Harmonics of a square wave and their sum
What does the filter do to these harmonic amplitudes? The output amplitude is $l \frac{2\pi fRC}{\sqrt{1+(2\pi fRC)^2}}$ times the input amplitude. For frequency $l f$ equal to 100 Hz, with RC = 15 ms, that works out to… 0.994418. The first harmonic is attenuated by a whopping half a percent! For 300 Hz it’s 0.999375 — down about 0.06%. For the higher harmonics the effect is even smaller. These are all barely noticeable. So how do they result in such a distorted wave shape?
They don’t. Scale the harmonic amplitudes by the above amounts and add them up and you get… pretty much a square wave.
But the thing is, the filter doesn’t just change the amplitudes of the harmonics. It also changes their phases. Look back at that sine wave plot. Notice how the output is shifted relative to the input. The phase shift (in radians) is $l \arctan(1/(2\pi fRC))$. For the 100 Hz harmonic that works out to 6.1°. That’s not so tiny. For the 300 Hz harmonic it’s 2.0°, for the 500 Hz it’s 1.2°, and so on. Add up the harmonics with attenuated amplitudes and phase shifts, and yes indeed, you get the kind of distorted shape we saw above.

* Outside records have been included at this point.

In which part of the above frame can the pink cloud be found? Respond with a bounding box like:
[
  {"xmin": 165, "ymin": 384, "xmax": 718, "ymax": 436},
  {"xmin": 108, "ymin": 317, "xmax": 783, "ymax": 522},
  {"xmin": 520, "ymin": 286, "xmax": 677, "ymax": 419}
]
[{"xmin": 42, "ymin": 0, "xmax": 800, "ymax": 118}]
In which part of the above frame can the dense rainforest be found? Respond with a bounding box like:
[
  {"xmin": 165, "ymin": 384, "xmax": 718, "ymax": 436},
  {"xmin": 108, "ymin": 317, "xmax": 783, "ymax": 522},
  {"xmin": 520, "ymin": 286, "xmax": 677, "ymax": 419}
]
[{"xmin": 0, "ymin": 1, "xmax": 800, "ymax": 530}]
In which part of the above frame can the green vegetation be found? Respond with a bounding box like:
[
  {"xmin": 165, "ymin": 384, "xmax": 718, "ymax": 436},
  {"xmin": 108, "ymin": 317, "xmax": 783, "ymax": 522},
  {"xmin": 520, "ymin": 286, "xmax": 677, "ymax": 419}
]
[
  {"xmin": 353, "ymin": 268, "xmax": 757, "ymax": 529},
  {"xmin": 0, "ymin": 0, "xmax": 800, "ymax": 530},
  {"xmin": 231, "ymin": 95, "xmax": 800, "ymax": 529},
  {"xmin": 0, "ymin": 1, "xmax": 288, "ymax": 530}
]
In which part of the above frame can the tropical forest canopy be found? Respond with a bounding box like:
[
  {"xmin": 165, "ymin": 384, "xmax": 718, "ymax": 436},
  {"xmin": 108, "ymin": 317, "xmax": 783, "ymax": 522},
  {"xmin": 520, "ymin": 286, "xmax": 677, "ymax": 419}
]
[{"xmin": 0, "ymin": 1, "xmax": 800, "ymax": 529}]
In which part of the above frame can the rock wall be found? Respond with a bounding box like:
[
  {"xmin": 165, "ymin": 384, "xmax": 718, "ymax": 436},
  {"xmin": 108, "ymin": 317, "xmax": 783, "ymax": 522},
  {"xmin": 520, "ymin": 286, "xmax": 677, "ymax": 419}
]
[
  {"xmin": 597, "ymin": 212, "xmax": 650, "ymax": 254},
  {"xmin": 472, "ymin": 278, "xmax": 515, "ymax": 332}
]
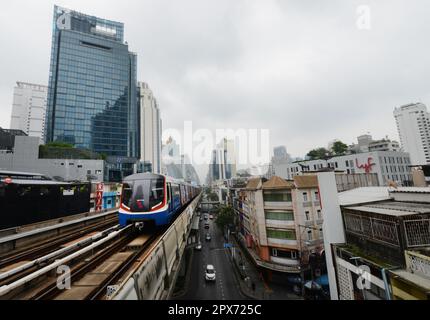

Harmonics of a filtered square wave and their sum
Even though we’re a decade above cutoff, the phase shifts are still just large enough to conspire to make the shape of RC decay. In fact, most of the change in shape is due to the phase shift of just the first harmonic:

Same, but with first harmonic phase shift set to zero
So yes, the filter does significantly change the wave shape. But does it change the sound? Not really. What the ear is good at hearing are harmonic amplitudes; harmonic phases, not so much. The harmonic amplitudes are barely affected here, with the result that you’d be hard pressed to hear any difference between the filtered and unfiltered signals. So you can go ahead and do AC coupling with a filter cutoff around 10 Hz — the result might look dreadful on your scope, but it’ll sound fine to your ears.
Added: Here’s what you get if you sum the harmonics of a square wave up to n=51 and then vary the phase shift of the first harmonic from 0 to 6°.

Sum of the harmonics of a square wave up to n=51 with phase shift of the first harmonic varying from 0 to 6°.